Experts tell Katie Wright how men can support women.

Katie Wright
Thursday 18 March 2021 11:50 GMT
Sarah Everard death
Sarah Everard death (PA Wire)

Sarah Everard’s death has sparked an outpouring from women sharing their experiences of harassment and feeling unsafe.

It’s shocking how common incidences are – research from UN Women UK found 80% of women of all ages have been sexually harassed in public, rising to 97% for those aged 18 to 24.

What is encouraging is that, in light of this tragic case, many men are now asking themselves an important question: what can I do to help?

“I’ve had male friends recently ask me, due to the publicity around the case, what they can do,” says Emma Sayle, founder of SafeDate app and networking platform Sistr. “When [men] actually stop and think about it and when they engage with women about this, they suddenly realise what it is that [women] have had to put up with, pretty much on a daily basis.”

So what can men do to make sure they’re part of the solution, not the problem?

1. Never victim-blame

Sarah Everard death (PA Wire)

“Women have always known about victim-blaming, sadly it has taken the Sarah Everard case for some men to also acknowledge its existence,” says Paula Rhone-Adrien, a leading barrister. “The reaction from a significant number of men was to firstly question why Ms Everard had been walking on her own at night, instead of questioning why the accused, who was alleged to have assaulted others before, was permitted to work and be free to roam the community.”

The sad fact is, assault can happen at any time, anywhere.

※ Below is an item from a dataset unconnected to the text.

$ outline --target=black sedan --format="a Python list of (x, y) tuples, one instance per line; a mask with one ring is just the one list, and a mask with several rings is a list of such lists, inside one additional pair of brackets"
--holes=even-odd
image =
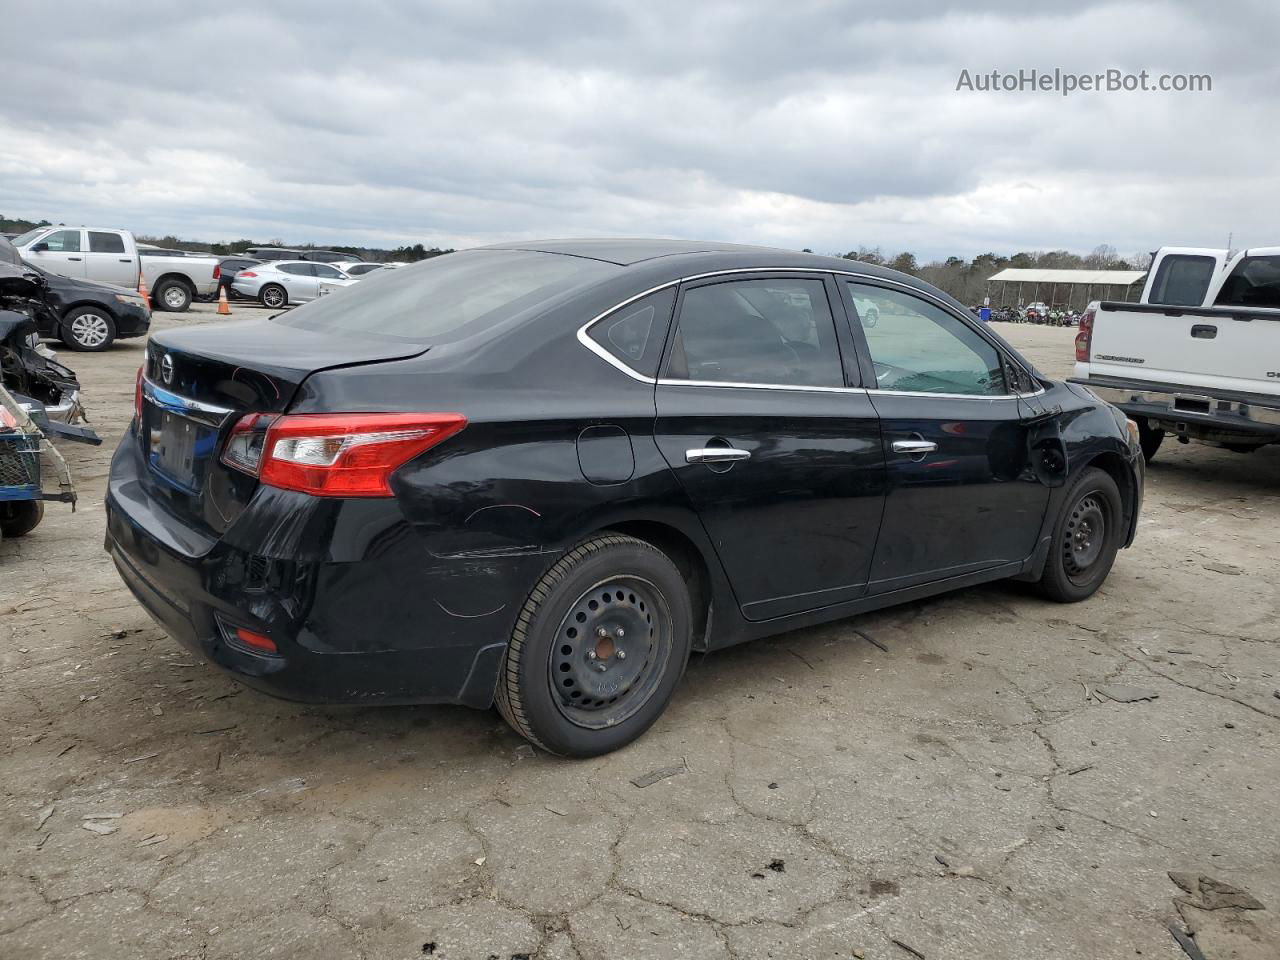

Asking questions about what the victim was wearing, whether they’d been drinking or whether it was ‘safe’ to take a certain route, suggests a victim is somehow responsible for what happened to them, rather than the perpetrator of the crime.

2. Challenge sexist behaviour

It’s one thing to ensure you don’t make sexist comments yourself, but if you really want to help, you need to go one step further and challenge others, whether at home, work or in public.

“We must all call out the sexism around us, make, ‘That’s not cool’ a thing,” says Sayle. We all know “in our guts” when we see bad behaviour, she continues, for instance, “when you hear mates talking inappropriately. When men hear other men in the street saying comments to women, when they see them leering and abusing girls and women.”

“Speak up!” she continues. “Make it an automatic response and don’t stay silent.”

3. Listen and amplify

Rather than thinking ‘I should stay out of it’, men can help by engaging with women on the topic of harassment, to better understand their experiences.

Sayle says: “Men need to listen to women. Don’t make this about you and your insecurities, don’t get defensive for ‘manfolk’, listen to women with an open mind and empathy, and understand why we are angry and why we feel as we do. We don’t hate men, but we do hate being harrassed, raped, abused and murdered.”

And if a woman you know tells you they’ve been assaulted, Rhone-Adrien says you can support her by “helping her to report the incident, help her to talk about the experience, either with you or a professional body. And never allow her to feel as if she is to blame.”

4. Beware of toxic masculinity

Beyond your own actions, if you want to make meaningful change, consider how you can help stop the cycle of ‘toxic masculinity’ and cultural norms that dictate men must act a certain ‘manly’ way.

“There needs to be a conscious move from dads to small boys, to change the cycle right from the start,” says Sayle. “Toxic masculinity is ingrained into boys and it’s done without thought; it needs rewiring. We have to stop the pressure for young men and boys ‘to be a man’, to ‘man up’, to squash emotions.”

Talking to your children or younger relatives at an appropriate age about concepts like victim-blaming and the need to stand up to sexism, can help them become better allies. Sayle adds:”We must stop the ‘boys will be boys’ narrative so they take responsibility and are taught from an early age about consent, respect, and boundaries.”